JPS598007B2 - gas butsing - Google Patents

Description

DETAILED DESCRIPTION OF THE INVENTION The present invention supports a bushing, especially a center conductor, with an insulator tube, and includes an air grounding shield ring and a cylindrical ground electrode inside the insulator tube in order to control the potential gradient on the ground side of the lower part of the insulator tube.
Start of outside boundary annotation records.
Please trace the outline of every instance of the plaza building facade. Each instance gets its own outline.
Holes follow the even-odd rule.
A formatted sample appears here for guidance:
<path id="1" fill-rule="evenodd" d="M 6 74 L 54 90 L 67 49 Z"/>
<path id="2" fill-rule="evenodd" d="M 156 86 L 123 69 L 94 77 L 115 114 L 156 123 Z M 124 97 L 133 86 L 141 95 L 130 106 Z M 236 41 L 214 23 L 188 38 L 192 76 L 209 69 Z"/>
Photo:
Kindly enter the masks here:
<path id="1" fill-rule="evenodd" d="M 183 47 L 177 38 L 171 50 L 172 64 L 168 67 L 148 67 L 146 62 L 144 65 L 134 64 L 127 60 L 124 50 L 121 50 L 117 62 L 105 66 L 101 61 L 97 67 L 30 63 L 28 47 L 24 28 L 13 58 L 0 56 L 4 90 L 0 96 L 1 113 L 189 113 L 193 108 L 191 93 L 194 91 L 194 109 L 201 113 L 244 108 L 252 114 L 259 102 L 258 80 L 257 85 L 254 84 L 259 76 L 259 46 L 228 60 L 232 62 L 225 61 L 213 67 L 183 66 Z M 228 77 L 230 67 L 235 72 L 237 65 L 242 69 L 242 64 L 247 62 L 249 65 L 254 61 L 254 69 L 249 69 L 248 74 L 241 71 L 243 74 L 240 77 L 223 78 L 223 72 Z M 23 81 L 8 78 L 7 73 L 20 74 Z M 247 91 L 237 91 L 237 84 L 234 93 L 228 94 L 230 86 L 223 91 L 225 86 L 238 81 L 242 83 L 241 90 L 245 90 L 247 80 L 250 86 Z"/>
The present invention relates to a gas bushing having a gas bushing.

The conventional gas bushing has a central conductor 1 as shown in Figure 1.
In order to reduce the potential gradient between the insulator tube 2 and the lower flange 3 of the insulator tube 2, a cylindrical grounding shield 4 concentrically surrounds the center conductor 1 in the gas inside the insulator tube 2 and the insulator tube 2 concentrically in the air outside the insulator tube 2. An annular grounding shield 5 is arranged to surround the capacitor, and its dimensions are selected so as to obtain a predetermined withstand voltage performance.

6 indicates a metal case of an electrical device or the like to which the bushing is attached.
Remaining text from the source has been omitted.